After arriving on the Bullet Train from Tokyo, the first site we visited, Kinkaku-ji, is quite extraordinary. In 1397, the shogun Yoshimitsu decided that he wanted to construct a monument to his own opulence, and so built (or rather, had built) a magnificent three-storey villa, painted gold. The glory of this Golden Pavilion, reflected in the 'Pond of Mirrors', is something else altogether.

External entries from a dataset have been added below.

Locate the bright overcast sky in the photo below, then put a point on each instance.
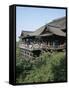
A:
(30, 19)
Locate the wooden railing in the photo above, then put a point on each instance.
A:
(41, 46)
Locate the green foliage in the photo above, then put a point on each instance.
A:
(48, 67)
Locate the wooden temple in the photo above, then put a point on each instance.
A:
(49, 37)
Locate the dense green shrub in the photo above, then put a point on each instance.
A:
(48, 67)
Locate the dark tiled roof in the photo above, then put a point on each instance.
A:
(54, 27)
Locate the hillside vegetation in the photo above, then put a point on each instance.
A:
(49, 67)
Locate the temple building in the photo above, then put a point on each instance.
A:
(49, 37)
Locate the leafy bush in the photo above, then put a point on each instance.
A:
(48, 67)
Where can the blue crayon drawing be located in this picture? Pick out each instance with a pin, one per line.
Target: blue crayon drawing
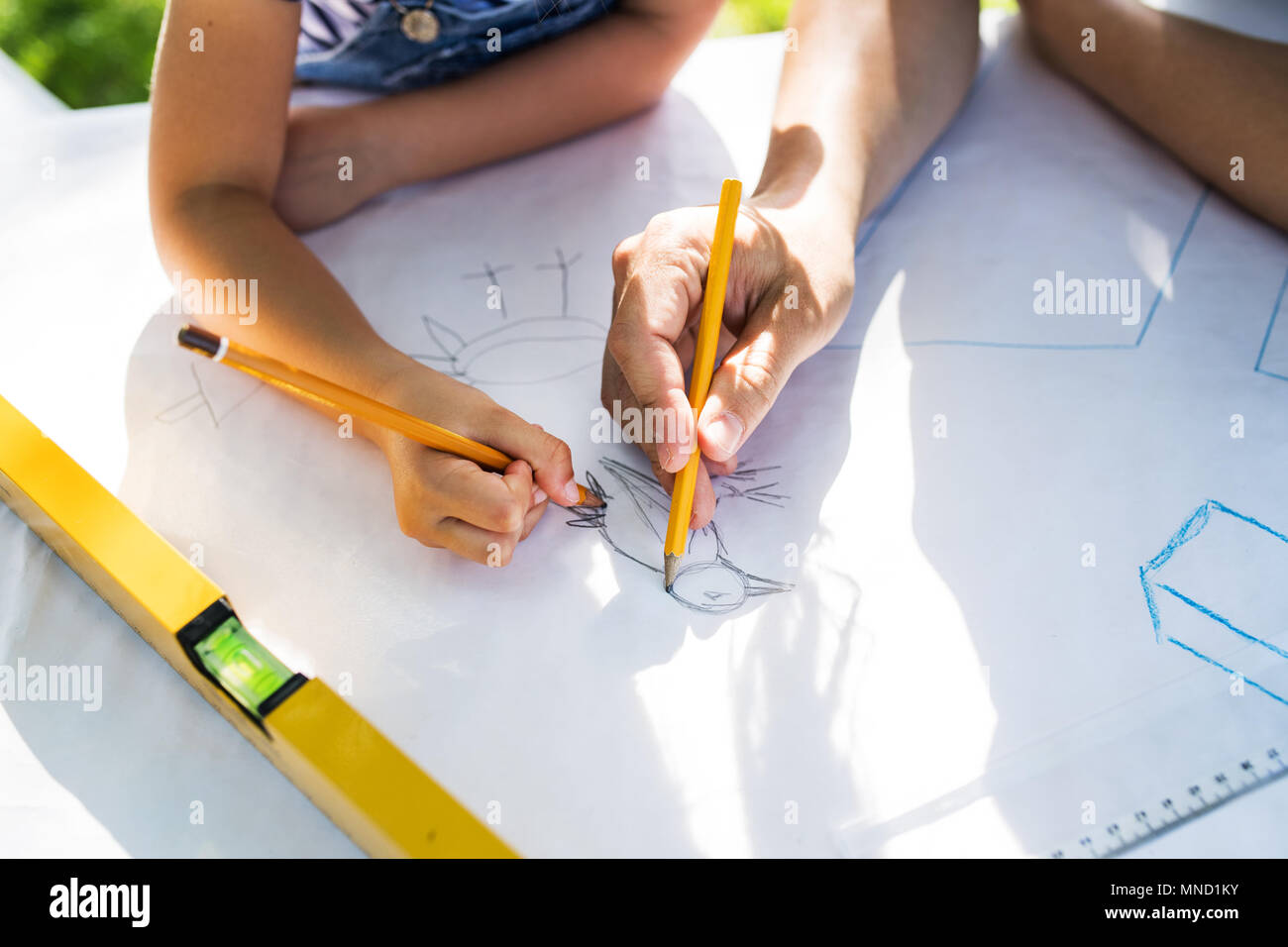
(1153, 585)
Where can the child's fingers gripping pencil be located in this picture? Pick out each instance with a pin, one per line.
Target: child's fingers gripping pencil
(703, 367)
(338, 397)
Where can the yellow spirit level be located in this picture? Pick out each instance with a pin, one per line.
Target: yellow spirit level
(366, 785)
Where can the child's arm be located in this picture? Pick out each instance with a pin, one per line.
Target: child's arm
(606, 69)
(218, 131)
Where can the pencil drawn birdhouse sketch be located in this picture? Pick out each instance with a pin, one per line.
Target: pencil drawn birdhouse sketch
(528, 350)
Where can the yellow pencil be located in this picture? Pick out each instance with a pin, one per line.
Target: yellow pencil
(703, 365)
(340, 398)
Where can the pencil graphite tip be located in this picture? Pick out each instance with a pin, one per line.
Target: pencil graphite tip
(670, 569)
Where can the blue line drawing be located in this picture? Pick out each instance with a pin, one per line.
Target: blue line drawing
(1150, 582)
(1270, 328)
(632, 522)
(1057, 347)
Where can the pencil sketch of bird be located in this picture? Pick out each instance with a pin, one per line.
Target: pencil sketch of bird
(632, 521)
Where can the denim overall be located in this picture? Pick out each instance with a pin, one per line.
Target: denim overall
(378, 56)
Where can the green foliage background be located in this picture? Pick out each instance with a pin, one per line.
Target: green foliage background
(99, 52)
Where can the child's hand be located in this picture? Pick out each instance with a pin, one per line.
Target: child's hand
(445, 501)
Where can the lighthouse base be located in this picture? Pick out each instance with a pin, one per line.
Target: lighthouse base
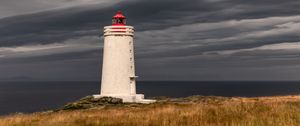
(138, 98)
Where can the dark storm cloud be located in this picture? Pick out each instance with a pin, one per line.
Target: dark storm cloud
(195, 39)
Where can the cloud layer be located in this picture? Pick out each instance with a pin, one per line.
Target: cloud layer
(175, 40)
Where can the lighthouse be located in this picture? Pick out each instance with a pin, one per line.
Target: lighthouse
(118, 69)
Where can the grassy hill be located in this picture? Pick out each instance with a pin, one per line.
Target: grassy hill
(190, 111)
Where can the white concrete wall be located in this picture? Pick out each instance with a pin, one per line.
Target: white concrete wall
(118, 70)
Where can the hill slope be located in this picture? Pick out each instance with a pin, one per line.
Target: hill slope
(190, 111)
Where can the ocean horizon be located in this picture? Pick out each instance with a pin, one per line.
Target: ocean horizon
(34, 96)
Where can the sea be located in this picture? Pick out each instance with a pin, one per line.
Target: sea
(29, 97)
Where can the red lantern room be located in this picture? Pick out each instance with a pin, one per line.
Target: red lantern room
(119, 19)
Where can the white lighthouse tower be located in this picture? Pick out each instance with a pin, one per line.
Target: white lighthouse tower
(118, 70)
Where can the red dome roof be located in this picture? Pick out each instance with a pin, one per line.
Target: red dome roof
(119, 15)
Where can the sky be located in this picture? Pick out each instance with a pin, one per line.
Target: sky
(176, 40)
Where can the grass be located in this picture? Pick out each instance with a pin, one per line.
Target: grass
(191, 111)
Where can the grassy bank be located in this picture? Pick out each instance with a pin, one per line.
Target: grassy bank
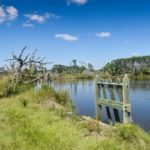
(40, 120)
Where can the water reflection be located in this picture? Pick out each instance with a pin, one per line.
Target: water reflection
(82, 95)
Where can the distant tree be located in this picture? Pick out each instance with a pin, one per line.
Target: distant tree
(133, 65)
(90, 67)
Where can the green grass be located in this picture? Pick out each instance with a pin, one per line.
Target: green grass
(26, 124)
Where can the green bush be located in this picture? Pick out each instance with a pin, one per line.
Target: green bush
(7, 86)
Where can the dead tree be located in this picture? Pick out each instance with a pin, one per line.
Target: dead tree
(28, 68)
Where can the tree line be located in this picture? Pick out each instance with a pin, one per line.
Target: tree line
(135, 66)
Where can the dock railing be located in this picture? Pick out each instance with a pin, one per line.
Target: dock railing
(114, 97)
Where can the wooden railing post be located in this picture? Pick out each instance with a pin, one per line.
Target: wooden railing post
(97, 95)
(126, 102)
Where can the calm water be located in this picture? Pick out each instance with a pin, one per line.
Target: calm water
(82, 95)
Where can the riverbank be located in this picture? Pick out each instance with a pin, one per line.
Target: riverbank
(43, 120)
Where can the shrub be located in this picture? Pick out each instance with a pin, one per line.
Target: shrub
(7, 86)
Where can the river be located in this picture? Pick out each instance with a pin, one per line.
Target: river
(82, 96)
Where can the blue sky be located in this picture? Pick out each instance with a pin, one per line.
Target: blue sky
(95, 31)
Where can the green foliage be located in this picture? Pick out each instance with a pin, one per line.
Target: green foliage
(34, 127)
(134, 65)
(7, 86)
(67, 69)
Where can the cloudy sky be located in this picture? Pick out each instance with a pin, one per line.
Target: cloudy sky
(95, 31)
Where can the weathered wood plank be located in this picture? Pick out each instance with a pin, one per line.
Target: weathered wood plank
(110, 84)
(111, 103)
(97, 95)
(126, 102)
(112, 95)
(107, 106)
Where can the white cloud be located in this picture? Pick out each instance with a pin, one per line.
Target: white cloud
(103, 34)
(12, 13)
(41, 18)
(78, 2)
(66, 37)
(129, 42)
(8, 14)
(134, 54)
(27, 24)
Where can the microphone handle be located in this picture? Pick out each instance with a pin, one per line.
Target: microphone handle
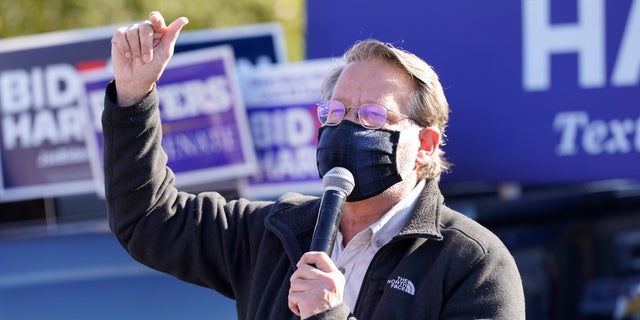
(329, 215)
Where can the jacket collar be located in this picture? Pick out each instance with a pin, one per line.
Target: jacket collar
(293, 217)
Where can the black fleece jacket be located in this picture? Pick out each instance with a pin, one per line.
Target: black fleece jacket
(442, 265)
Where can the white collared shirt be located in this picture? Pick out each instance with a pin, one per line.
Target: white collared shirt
(353, 260)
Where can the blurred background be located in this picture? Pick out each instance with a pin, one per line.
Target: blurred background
(544, 135)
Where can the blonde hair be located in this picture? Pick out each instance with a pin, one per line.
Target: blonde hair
(428, 104)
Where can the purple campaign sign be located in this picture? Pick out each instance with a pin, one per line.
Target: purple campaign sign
(42, 143)
(42, 147)
(281, 106)
(205, 132)
(541, 91)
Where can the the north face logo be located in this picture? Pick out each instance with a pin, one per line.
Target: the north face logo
(402, 284)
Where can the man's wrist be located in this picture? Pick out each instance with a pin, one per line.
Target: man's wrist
(127, 97)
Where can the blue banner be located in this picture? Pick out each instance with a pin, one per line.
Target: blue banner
(541, 91)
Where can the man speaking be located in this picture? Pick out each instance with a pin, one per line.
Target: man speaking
(399, 253)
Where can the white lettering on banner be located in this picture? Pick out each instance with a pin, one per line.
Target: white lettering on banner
(195, 97)
(586, 37)
(41, 106)
(28, 130)
(288, 163)
(204, 142)
(58, 85)
(542, 39)
(594, 137)
(62, 156)
(289, 127)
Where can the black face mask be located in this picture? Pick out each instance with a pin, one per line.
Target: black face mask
(370, 155)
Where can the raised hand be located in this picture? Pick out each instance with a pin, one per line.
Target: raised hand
(140, 53)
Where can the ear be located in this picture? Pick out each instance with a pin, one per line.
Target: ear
(429, 142)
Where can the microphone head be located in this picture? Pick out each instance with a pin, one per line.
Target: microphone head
(338, 178)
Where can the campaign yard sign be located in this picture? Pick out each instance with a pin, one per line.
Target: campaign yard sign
(43, 151)
(541, 91)
(281, 106)
(204, 125)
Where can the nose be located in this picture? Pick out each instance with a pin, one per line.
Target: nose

It is not difficult to imagine the serenity that Yoshimitsu would have felt strolling around these gardens on a summer's morning, or that of the monks who took up residence here after his death, but unfortunately these days it is shattered somewhat by the swarms of tourists that pack into this place. I'm conflicted between a frustration that the original peace of here, and elsewhere in Kyoto, has been destroyed by the chattering hordes, and an uncomfortable awareness that I too am one of them - I would not be here, would not be seeing it at all, were it not for the tourist industry. Part of the problem, I suppose, is that what I actually want to do is visit the past, and as far as I'm aware that's not possible. No matter. I can make do with this.
We then made our way to the many Zen Buddhist temples at Daitoku-ji, and happily these were substantially less crowded, probably because we arrived quite late in the day. As with most places in Japan, you have to remove your shoes to go inside the temples (I think this should be the rule everywhere, it seems very sensible, although perhaps the fact I'm known as 'Shoes-Off Bayfield' may have something to do with that).
The Zen gardens were very interesting. I especially liked one metaphor: the transience of man's life in the great span of eternity is represented by a tree whose flowers linger only one day after blossoming before falling to the ground. Pretty deep. Also, there was a revealing quote on one wall - 'don't take the monastic for granted, for underneath the robes may be a badger in sheepskin'. I don't think you'd catch many religious leaders in the West saying that.
There's a great deal to admire in Zen Buddhism as a philosophy, and the temples remain appealingly tranquil refuges from the hectic world of modern Japan, even if there are gift shops at most of them. It is, however, somewhat difficult to reconcile this ideology, especially its popularity amongst the warrior class, with Japan's heavily militarised past.
Kyoto is a phenomenal place. There is so much more to see.